Müller war sehr verstört.  Es scheint möglich, daß auch er  noch dieses Jahr entlassen und durch Kardinal Schönborn ersetzt wird. (Text vom 29. Juni 2017, 2 Tage vor der Ersetzung Müllers durch P. Ladaria Ferrer).

Ein neuer, der an der Macht befindlichen Partei treuer Untersekretär, wurde auch für die Liturgiekongregation ernannt.

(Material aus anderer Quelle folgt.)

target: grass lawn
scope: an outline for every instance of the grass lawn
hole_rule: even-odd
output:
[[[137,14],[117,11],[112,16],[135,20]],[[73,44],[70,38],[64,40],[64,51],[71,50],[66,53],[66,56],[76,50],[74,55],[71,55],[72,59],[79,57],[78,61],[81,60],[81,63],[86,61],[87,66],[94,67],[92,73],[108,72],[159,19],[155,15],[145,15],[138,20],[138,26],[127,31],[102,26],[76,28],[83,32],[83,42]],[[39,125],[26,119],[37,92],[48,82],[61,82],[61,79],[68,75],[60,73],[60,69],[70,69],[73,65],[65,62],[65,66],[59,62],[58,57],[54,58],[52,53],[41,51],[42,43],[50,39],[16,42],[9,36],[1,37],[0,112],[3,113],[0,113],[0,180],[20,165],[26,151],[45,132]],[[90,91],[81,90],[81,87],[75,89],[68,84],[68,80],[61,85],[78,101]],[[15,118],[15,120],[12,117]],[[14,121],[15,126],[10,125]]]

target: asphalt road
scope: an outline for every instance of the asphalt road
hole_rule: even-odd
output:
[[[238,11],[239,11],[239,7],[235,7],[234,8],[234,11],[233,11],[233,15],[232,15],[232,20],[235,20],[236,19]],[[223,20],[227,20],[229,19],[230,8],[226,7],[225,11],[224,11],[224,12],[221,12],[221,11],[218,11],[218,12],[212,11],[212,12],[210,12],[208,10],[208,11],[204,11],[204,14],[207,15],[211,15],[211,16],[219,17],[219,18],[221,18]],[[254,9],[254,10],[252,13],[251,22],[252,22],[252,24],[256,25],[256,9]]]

Aber da hat Franziskus einen zusätzlichen Schritt unternommen: ohne Kardinal Sarah zu informieren, hat er eine Spezialkommission ernannt, damit beauftragt die sogenannte "Ökumenische Messe" zu studieren, die Katholiken und Protestanten gemeinsam feiern könnten.
Offizielle ignoriert Kardinal Sarah immer noch die Aktivitäten der Kommission, die unabhängig und in direkter Beziehung zum Papst arbeitet.

Vor kurzem kamen Gerüchte auf, die sich um eine andere Kommission drehen, auch sie unter direkter Supervision des Papstes und mit der Aufgabe betraut, im Licht von Amoris Laetitia die mögliche Widerrufung der Enzyklika "Humanae Vitae" zu studieren.
Erzbischof Vincenzo Paglia, Präsident der Päpstlichen Akademie für das Leben hat vor kurzem der Katholischen Nachrichtenagentur erklärt," Es gibt keine päpstliche Kommission für ein Neulesen oder eine Neuinterpretation von Humanae Vitae . Dennoch werden wir positiv alle Initiativen erwarten, wie die von Professor Marengo vom Institut Johannes Paul II, die den Text studieren und unter dem Blickwinkel des 50. Jahrestages seiner Veröffentlichung vertiefen wollen."  Paglia scheint gleichzeitig Ja und Nein zu sagen.

Weil dieser Papst nach Art eines Diktators regiert, das Gesetz der Kurie - wie er es tut - überschreitend - kann es sein, daß es wirklich keine offizielle Kommission gibt. Es kann sein, daß es einige Experten gibt - wie Marengo - die die Arbeit radikaler Veränderungen von Grund auf vorbereiten, die der Papst dann persönlich verkünden wird."